COMPANIES tantalising consumers with prizes which then cost money to claim or use are breaching European Union law, judges have ruled.
Such "aggressive" trading is outlawed even if claiming the prize costs only the price of a postage stamp, said the European Court of Justice.
The verdict is a victory for the UK's Office of Fair Trading in a test case against Purely Creative and four other firms specialising in offers by mail or in news-paper advertising.
Such offers break EU laws on "unfair business-to-consumer commercial practices in the internal market" if the winner incurs any cost at all, said the ruling.
The Office of Fair Trading took UK legal action but the Court of Appeal sent the case to the Luxembourg judges to clarify whether rules ban schemes which involve even a small cost to those claiming prizes.
The judgment said: "EU law prohibits aggressive practices which give the consumer the impression that he has already won a prize, while he is obliged to pay money or incur a certain cost in order to be informed of the nature of that prize or to take certain action to acquire it."
The judges cited cases where consumers received letters, or were offered scratchcards or saw "advertising inserts" in papers and magazines informing them they had won a prize or other benefit.

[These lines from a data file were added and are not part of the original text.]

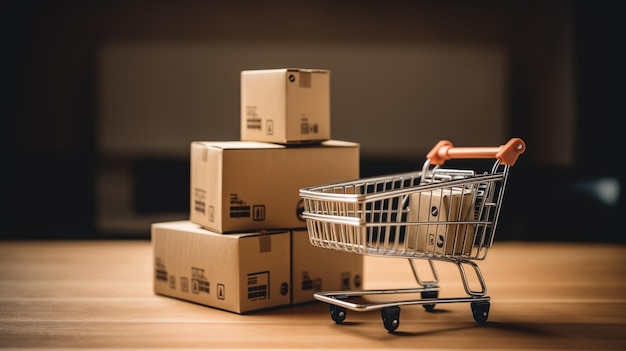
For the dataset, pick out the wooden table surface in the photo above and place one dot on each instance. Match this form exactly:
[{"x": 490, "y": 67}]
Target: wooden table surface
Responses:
[{"x": 98, "y": 294}]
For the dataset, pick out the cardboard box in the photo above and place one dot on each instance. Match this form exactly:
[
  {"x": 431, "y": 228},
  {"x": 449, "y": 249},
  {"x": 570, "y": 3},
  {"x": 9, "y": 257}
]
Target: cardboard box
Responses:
[
  {"x": 247, "y": 272},
  {"x": 242, "y": 185},
  {"x": 289, "y": 105},
  {"x": 315, "y": 269},
  {"x": 442, "y": 205},
  {"x": 238, "y": 273}
]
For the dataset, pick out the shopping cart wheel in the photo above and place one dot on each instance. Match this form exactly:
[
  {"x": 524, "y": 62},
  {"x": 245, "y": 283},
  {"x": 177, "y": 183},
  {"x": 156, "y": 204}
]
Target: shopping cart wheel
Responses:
[
  {"x": 429, "y": 295},
  {"x": 337, "y": 313},
  {"x": 391, "y": 318},
  {"x": 480, "y": 311}
]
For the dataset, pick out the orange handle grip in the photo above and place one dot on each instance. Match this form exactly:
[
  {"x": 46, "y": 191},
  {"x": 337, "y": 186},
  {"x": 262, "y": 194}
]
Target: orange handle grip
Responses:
[{"x": 507, "y": 153}]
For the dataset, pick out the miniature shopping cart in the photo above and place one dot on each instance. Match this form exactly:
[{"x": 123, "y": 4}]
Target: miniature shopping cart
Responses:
[{"x": 435, "y": 214}]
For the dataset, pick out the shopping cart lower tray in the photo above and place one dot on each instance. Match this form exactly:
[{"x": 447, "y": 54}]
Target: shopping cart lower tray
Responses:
[{"x": 435, "y": 214}]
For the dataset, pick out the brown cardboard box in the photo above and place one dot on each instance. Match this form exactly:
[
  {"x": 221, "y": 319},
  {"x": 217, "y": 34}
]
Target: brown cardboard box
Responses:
[
  {"x": 241, "y": 186},
  {"x": 289, "y": 105},
  {"x": 238, "y": 272},
  {"x": 315, "y": 269},
  {"x": 441, "y": 205}
]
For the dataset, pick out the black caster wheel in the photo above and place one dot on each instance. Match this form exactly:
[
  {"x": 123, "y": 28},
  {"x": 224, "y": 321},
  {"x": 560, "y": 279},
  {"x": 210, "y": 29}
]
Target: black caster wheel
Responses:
[
  {"x": 429, "y": 295},
  {"x": 480, "y": 311},
  {"x": 338, "y": 314},
  {"x": 391, "y": 318}
]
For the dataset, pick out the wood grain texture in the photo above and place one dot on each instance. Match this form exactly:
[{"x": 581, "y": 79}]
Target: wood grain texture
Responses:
[{"x": 98, "y": 294}]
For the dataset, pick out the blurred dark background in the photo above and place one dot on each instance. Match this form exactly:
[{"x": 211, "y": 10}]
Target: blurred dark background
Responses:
[{"x": 100, "y": 100}]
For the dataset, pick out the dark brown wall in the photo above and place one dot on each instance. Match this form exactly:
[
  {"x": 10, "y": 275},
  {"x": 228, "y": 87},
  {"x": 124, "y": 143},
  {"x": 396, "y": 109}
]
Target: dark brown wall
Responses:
[{"x": 49, "y": 106}]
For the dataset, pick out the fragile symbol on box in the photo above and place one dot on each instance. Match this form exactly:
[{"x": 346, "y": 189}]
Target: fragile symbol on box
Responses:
[
  {"x": 270, "y": 127},
  {"x": 252, "y": 119},
  {"x": 184, "y": 284},
  {"x": 306, "y": 127},
  {"x": 221, "y": 291},
  {"x": 258, "y": 213},
  {"x": 199, "y": 283},
  {"x": 258, "y": 286},
  {"x": 238, "y": 207},
  {"x": 161, "y": 272}
]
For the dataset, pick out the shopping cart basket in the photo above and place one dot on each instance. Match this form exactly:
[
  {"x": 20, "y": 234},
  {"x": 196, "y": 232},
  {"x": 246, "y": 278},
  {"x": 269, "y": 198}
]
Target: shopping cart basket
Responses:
[{"x": 435, "y": 214}]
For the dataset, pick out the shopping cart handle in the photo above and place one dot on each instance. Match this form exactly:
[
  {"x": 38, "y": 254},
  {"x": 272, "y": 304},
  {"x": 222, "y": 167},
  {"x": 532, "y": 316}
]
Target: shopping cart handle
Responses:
[{"x": 507, "y": 154}]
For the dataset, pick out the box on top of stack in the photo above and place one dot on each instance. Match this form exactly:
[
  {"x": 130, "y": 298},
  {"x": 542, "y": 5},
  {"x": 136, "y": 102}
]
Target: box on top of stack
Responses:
[{"x": 289, "y": 105}]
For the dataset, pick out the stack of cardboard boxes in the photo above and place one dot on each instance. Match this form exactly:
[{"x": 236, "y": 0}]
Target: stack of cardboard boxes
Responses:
[{"x": 245, "y": 246}]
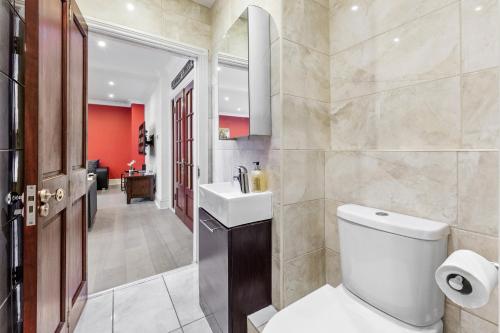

The winner was offered options for discovering the exact prize and getting a claim number – from dialling a premium rate number, texting or sending a letter. Call costs were given, but consumers were not told the promotions company received a share of such costs.
Purely Creative's website says the company devises a games carried in leading UK and Irish newspapers and magazines. It said that in 25 years it has paid out more than £7 million in cash prizes as well as luxury holidays and other goods. It adds: "We want everyone who takes part in one of our games to thoroughly enjoy the experience."